Take heed you who would shackle the clouds. Watch your step and mark my words. For a Poet watches with a pen for tears.
And all that.
“The rebels have him?” Nilly asked her. “What rebels?”
He was following her around the lanes of the market like a pup. That was the way men were around her, I could see that. She walked like a goddess in a low place and all the desires they ever had trailed her like a cloud. Nilly even bumped into her twice when she paused because he was following her too close.
“The Resistance,” Erica said.
“Puh!” I puffed.
“You don’t believe it,” she asked me.
“Some grousers yes, but an organized resistance? Never.”
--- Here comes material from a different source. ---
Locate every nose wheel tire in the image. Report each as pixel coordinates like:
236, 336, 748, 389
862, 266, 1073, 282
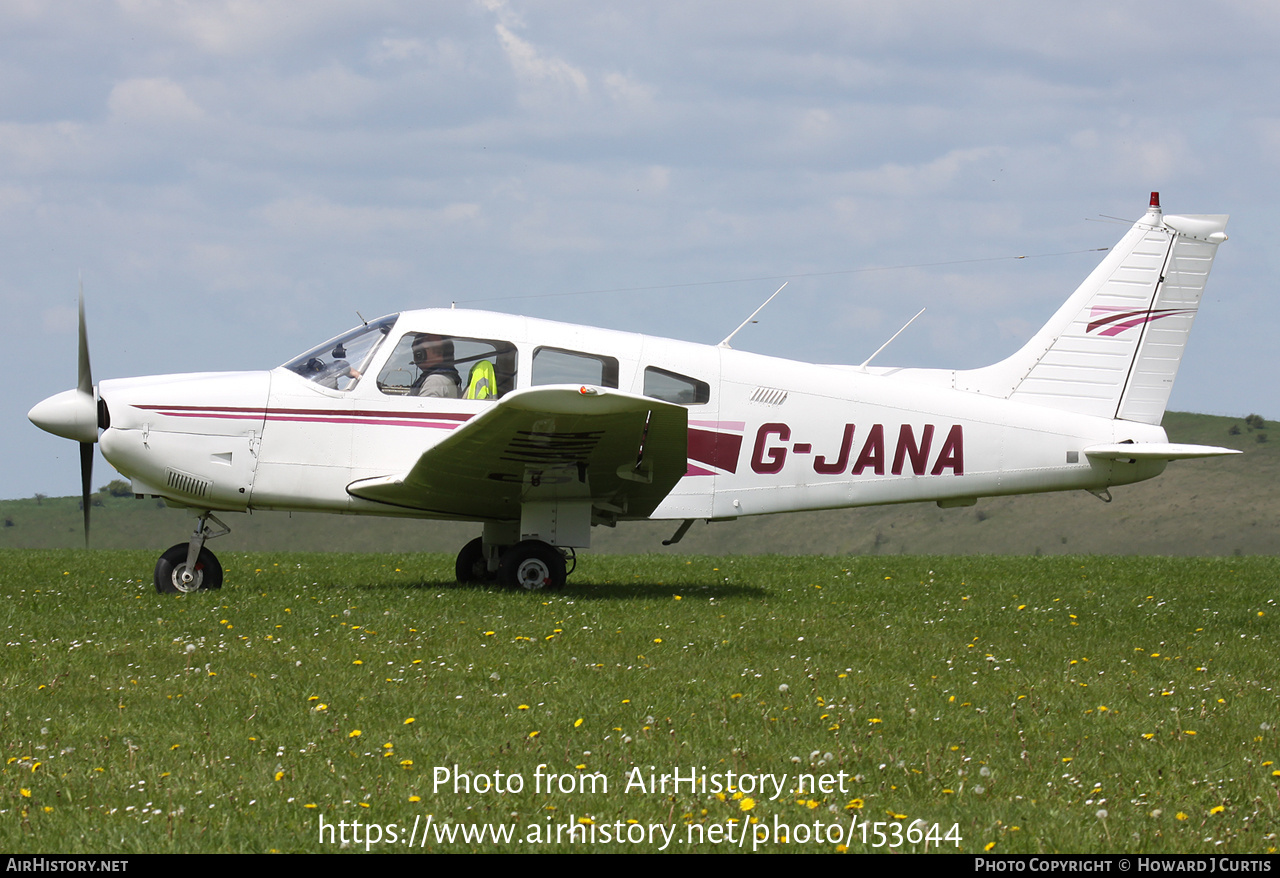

“They’re our only hope for a future,” she said.
“Yes and there will be a white Christmas and all soldiers will become children again,” I suggested.
“They took Sloane because he worked for the Feds.”
“He did?” Nilly said. “That doesn’t sound like him. He wasn’t political back home.”
“He did?” I repeated.
That got my interest. It was something I could lay a narrative on. Common pukehead living the life of grime who spies on the locals and gets nabbed for it by rebels who didn’t exist. I liked that.
“I could use that,” I said.
“But you don’t believe any of this, you said,” Nilly cautioned me.
“I don’t report what I believe, Mr. Nilly, only what’s believable. Truthy. That’s all people want…to believe what they think they want to believe. Trust their own trust.”
“And everybody just goes along with this bullshit?”
“It’s the Rule of the Goon, ami.”
“Namely?”
“Put a goon in a room of normal people and pretty soon everyone starts acting like a goon. Ever notice?”
“That’s just an excuse to be cynical,” Erica offered.
“According to the Indians, in the dim beginning of the earth, everyone had small feet. Beautiful trim little feet, like petals. One day a stranger arrives with big stupid feet and sure enough, here we are thousands of millennia later, stomping everything to dust. I rest my case.”
Erica wanted a drink, so naturally Nilly, with no will left, and I with my nose for no news, followed her down to the bar. The barman eyed Nilly’s finger hungrily when he took the order. Holding it up so the barman could see it better, Nilly of course inadvertently fugged him.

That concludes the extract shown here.